The primary objective of this thesis was to develop a better understanding of cartilage mechanics by revealing the material properties of the tissue to yet another level of complexity. The inhomogeneities of articular cartilage were investigated by determining the depth-dependent compressive Young’s modulus, Poisson’s ratio, intrinsic solid matrix stiffness and fixed charge density. The anisotropy of the tissue was discussed by focusing on the measurement of equilibrium compressive elastic properties along its three characteristic directions in order to determine material symmetry o f cartilage in compression. Tension-compression nonlinearity was explored through the strain-softening behavior of cartilage that has been observed in common compression tests. A triphasic conewise nonlinear elasticity model was proposed to interpret the strain-softening in the context of tension-compression nonlinearity and osmotic swelling. The mechano-electrochemical responses of the tissue were addressed by incorporating the depth-dependent material properties into the triphasic mixture model to describe the environment of chondrocytes.

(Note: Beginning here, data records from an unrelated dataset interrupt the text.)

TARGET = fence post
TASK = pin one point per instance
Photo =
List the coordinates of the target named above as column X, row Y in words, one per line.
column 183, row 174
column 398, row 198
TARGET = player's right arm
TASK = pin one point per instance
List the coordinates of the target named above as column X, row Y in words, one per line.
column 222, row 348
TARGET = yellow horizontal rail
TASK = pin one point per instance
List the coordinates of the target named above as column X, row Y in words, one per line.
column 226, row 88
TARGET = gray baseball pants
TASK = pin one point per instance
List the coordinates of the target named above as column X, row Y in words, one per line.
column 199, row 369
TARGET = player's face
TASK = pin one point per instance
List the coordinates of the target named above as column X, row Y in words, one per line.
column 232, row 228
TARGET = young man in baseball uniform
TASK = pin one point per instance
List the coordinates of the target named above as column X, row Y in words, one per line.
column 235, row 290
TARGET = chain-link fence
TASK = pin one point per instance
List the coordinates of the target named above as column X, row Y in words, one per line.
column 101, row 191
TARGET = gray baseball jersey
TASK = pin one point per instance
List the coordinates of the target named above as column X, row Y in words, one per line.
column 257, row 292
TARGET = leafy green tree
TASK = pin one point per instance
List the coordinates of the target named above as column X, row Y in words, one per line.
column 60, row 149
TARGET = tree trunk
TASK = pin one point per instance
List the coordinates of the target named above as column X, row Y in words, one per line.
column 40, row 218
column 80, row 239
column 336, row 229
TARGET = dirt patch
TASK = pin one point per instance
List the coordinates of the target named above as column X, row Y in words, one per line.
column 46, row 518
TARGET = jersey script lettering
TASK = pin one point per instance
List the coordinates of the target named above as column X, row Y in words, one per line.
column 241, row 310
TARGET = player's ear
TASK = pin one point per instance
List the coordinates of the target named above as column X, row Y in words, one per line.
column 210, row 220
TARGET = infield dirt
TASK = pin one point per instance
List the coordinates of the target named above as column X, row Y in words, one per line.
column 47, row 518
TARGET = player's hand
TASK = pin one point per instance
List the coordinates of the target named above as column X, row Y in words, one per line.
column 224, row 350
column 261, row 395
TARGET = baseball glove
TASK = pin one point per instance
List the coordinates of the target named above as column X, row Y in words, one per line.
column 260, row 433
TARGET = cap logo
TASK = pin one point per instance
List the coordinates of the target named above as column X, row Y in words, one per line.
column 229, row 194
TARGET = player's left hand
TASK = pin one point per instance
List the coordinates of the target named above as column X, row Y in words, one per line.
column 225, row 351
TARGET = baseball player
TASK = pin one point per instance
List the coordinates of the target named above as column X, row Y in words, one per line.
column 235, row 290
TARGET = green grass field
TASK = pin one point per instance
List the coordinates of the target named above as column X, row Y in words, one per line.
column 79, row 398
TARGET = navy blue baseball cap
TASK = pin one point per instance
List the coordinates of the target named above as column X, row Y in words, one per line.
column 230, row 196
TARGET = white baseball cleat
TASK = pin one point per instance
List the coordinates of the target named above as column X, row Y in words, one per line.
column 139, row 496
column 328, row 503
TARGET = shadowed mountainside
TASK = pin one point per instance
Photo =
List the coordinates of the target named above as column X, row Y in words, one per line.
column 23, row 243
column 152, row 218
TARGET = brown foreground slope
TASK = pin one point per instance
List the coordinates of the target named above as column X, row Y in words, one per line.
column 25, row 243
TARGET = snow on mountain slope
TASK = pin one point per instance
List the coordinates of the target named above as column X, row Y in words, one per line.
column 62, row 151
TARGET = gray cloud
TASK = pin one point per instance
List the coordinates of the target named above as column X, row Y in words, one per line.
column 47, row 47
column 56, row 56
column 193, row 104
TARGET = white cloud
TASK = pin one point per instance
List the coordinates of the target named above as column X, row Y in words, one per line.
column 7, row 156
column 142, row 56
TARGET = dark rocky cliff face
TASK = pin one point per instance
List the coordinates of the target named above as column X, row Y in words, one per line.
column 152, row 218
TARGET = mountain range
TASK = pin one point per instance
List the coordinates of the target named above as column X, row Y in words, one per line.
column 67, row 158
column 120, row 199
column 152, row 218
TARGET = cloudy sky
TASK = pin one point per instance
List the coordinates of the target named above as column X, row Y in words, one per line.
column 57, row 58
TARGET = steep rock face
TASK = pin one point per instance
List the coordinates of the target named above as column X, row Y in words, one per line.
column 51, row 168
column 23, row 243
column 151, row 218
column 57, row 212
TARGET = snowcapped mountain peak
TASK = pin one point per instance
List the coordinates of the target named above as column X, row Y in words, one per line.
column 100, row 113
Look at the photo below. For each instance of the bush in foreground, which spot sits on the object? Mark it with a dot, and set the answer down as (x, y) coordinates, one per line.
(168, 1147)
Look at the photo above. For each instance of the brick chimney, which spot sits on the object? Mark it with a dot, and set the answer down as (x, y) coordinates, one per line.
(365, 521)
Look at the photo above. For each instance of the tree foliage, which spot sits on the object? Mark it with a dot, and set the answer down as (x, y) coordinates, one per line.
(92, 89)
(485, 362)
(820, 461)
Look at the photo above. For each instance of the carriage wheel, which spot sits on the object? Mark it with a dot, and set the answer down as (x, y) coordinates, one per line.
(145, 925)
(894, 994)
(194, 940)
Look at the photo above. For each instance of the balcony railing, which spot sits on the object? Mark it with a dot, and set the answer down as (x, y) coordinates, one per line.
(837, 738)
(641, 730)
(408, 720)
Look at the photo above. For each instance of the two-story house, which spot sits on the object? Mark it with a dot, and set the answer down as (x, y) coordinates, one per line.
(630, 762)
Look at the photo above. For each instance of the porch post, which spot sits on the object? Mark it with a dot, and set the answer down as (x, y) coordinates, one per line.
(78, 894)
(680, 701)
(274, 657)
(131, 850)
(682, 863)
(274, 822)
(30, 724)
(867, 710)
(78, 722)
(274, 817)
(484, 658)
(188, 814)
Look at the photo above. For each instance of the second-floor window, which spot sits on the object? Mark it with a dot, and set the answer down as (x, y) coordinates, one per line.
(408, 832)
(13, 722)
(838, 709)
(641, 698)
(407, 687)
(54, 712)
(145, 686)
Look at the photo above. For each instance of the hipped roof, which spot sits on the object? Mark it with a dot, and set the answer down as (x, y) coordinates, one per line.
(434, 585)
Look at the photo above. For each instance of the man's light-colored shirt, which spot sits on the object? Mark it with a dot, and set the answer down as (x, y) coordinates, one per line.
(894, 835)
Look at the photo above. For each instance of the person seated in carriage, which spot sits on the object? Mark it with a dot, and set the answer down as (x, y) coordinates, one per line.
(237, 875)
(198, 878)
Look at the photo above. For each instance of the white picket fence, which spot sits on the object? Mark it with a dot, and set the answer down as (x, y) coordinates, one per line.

Prior to these efforts, a methodology for measuring the deformation fields was developed and validated for its application to cartilage experimental mechanics. This methodology combines the common cartilage testing configurations with digital video microscopy, optimized digital image correlation, thin-plate smoothing spline and generalized cross-validation to achieve the desired efficiency and accuracy. This methodology formed the technique basis for all the experimental work in this thesis.

Finally, the implications of the complexity of tissue properties on chondrocyte environment were explored by incorporating the experimental measurements of the tissue inhomogeneities into rigorous theoretical modeling (e.g., the biphasic or triphasic mixture theory), representing an initial effort towards the understanding of mechanotransduction of chondrocytes.